はじめまして!先日死刑制度について考える(5)〜死刑制度維持にかかるコストのブログを拝見したんですが、現在大学の授業で死刑制度についてレポート作成をしているのですが、八田さんのブログの内容を参考にしたいので、八田さんがこの記事を書くにあたり使用した参考文献教えていただけませんか?

もも #- | URL | 2016/01/08 Fri. 11:37 * edit *

メッセージありがとうございます

#検察なう (526) 「大崎事件の真相に迫る (5) ~ 関係者供述の信用性」でしょうか。記事の最後に、書き忘れていた参考文献を追加しました。ご参照頂ければ幸いです。また何かありましたら、お問い合わせ下さい。

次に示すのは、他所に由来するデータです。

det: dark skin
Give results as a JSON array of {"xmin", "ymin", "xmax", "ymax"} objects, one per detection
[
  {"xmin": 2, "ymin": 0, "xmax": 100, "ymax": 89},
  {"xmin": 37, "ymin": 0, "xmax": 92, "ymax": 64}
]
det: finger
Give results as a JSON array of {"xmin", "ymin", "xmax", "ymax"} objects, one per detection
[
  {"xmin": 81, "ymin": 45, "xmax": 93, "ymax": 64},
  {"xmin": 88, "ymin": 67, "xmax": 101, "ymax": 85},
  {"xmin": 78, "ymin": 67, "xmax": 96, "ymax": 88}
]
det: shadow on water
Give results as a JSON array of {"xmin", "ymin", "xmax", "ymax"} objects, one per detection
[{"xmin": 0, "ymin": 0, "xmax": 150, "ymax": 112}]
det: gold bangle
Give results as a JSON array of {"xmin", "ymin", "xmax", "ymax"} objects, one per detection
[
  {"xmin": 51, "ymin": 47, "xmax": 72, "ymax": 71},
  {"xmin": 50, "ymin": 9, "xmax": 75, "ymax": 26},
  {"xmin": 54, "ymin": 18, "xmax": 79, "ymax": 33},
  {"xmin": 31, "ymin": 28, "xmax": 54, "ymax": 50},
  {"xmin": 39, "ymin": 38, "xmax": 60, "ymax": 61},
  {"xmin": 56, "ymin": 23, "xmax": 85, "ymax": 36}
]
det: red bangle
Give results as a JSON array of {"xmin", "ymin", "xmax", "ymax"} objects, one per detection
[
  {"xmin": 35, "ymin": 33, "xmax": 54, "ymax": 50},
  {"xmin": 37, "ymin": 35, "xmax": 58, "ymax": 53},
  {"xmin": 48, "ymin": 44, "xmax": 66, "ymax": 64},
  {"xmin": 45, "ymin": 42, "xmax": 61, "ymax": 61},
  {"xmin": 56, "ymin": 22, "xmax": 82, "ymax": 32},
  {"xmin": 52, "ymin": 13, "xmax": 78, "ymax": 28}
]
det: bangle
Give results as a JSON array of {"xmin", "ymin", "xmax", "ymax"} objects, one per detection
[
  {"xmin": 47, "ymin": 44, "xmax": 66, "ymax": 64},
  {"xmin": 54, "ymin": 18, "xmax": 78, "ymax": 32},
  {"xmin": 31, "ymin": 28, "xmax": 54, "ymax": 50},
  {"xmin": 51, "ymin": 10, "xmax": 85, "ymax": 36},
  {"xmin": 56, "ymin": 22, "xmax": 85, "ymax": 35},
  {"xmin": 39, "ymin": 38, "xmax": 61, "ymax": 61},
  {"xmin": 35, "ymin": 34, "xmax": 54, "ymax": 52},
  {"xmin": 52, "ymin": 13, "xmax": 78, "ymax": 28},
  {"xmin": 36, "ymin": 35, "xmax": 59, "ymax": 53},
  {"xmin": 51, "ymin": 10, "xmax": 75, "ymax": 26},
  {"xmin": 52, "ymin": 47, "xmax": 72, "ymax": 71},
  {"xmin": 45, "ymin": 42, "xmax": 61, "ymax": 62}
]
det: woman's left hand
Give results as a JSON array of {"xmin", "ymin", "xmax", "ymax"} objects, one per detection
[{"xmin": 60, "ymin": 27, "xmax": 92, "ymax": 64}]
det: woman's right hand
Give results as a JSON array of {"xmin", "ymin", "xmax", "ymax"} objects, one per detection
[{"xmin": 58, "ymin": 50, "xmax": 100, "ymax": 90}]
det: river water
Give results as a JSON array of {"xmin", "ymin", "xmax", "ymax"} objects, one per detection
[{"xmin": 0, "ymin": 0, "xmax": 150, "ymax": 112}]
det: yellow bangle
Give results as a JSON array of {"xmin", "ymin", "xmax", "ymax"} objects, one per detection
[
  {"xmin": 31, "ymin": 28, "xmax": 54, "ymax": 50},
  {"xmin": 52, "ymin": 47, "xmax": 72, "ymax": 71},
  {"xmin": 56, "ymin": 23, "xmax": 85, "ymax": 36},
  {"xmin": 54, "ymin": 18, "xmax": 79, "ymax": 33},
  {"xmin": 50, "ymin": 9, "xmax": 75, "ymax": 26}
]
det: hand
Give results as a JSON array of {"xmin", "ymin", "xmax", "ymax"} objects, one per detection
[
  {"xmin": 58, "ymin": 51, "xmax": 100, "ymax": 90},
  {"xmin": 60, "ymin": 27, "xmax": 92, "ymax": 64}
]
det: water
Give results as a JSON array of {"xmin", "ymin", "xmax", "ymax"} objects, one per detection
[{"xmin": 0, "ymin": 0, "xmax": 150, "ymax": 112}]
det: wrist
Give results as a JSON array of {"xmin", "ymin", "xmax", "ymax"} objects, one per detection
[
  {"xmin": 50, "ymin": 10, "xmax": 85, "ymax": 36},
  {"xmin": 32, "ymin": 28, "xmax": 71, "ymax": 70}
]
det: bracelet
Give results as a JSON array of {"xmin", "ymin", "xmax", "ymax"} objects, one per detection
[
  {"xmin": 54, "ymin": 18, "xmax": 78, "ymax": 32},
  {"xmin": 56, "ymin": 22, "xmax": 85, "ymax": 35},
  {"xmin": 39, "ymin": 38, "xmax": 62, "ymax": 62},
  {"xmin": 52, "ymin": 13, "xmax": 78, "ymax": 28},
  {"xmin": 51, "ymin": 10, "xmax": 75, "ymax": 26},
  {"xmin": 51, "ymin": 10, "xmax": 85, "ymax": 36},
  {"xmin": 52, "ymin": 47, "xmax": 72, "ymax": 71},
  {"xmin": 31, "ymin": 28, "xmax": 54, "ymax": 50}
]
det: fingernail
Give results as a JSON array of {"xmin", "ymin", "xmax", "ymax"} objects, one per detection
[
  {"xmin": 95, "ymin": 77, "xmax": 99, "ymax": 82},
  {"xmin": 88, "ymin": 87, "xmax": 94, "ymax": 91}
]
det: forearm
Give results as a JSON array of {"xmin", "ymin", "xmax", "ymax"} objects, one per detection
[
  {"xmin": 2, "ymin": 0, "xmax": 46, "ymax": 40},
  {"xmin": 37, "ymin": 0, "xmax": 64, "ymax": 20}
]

八田隆 #- | URL | 2016/01/08 Fri. 11:41 * edit *

返信ありがとうございます!
大変申し訳ないのですが先ほどの参考文献ではなく2015年の1月1日に書かれた『死刑制度について考える(5)〜死刑制度維持にかかるコスト』の参考文献を教えていただけませんか?

もも #- | URL | 2016/01/08 Fri. 12:05 * edit *

失礼しました

当該ブログの添付のリンク以外の情報として、ポイントになるのは「一般に公判1回300万円」という点と、「死刑囚の収監費用は、一般の収監費用の3~4倍」という点かと思います。前者は弁護士からの聞き取り、後者はネット検索で読んだものと記憶しています。どちらもざっくりしたものですが、自分の感覚として当たらずとも遠からずという印象です。数値化するのが難しいものですので、これ以上精緻な情報があるかどうかは申し訳ありませんが不明です。はっきりしたことを言えずにすみません。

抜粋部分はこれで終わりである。